Ethan's breathing unconsciously slowed.
Wendy kept going.
"At the company, there's one sentence I repeat to traders all the time."
"I tell them this—"
"Your responsibility is to push the system into its optimal state."
"Not to guarantee the outcome."
Ethan froze.
The sentence landed directly in the exact place he'd been struggling with.
Wendy didn't give him much time to process it.
"Because if you start taking responsibility for the outcome of every life you fail to save…"
"Eventually, you'll stop saving people altogether."
"No one can carry that much failure forever."
"And sometimes…"
"Even a single moment of hesitation can cost far more lives."
Ethan opened his mouth—
But realized he had nothing to say.
He had never viewed his role this way before.

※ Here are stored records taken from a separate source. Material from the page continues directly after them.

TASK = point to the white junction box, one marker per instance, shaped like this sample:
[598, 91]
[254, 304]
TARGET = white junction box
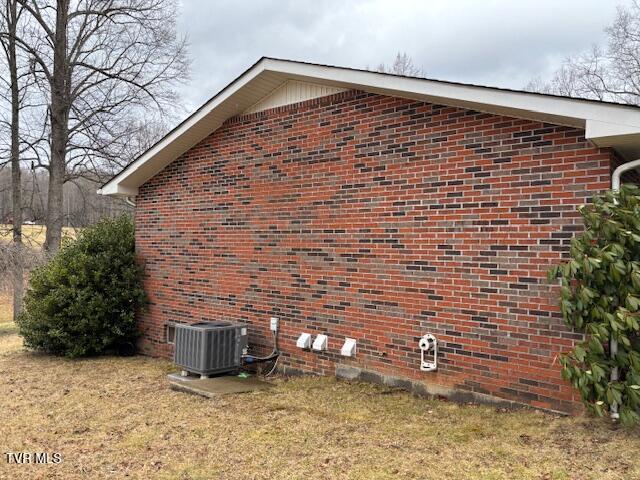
[304, 340]
[320, 343]
[349, 347]
[274, 324]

"You're not God," Wendy said quietly.
"And you're not a saint."
"You're simply…"
"A person making the best possible decisions under impossible conditions."
"That alone is already incredibly difficult."
Wind swept across the lake.
"Do you know why I left medicine?" Wendy asked softly.
"It wasn't because I stopped wanting to save people."
"It was because I realized…"
"If I didn't learn how to let go of outcomes…"
"They would destroy me."
She looked at Ethan, and for the first time, her voice softened completely.
"If you continue defining yourself by whether every ending is beautiful…"
"You'll never make it very far."
Ethan finally spoke.
"Then what should define me?"
Wendy answered almost immediately.
"Whether the choices you made in that moment were the right ones."
"And if the answer is yes…"
"Then you already won."
"When Donnie came to you for help…"
"Would you really have chosen not to save him?"
"You can never predict the future."
Ethan stayed silent for a long time.
Then he asked quietly,
"That speech you just gave…"
"How much is it worth at your company?"
Wendy paused—
Then laughed.
"Very expensive."
"And usually…"
"I only say things like that to a select few."
She turned to leave, but stopped after two steps.
"Ethan."
"If one day you start hesitating…"
"Remember today."
"You're not here to save the world."
"You're only here…"
"To push it a little closer in the right direction."
Then she walked away.
Ethan remained standing there, quietly replaying her words in his mind.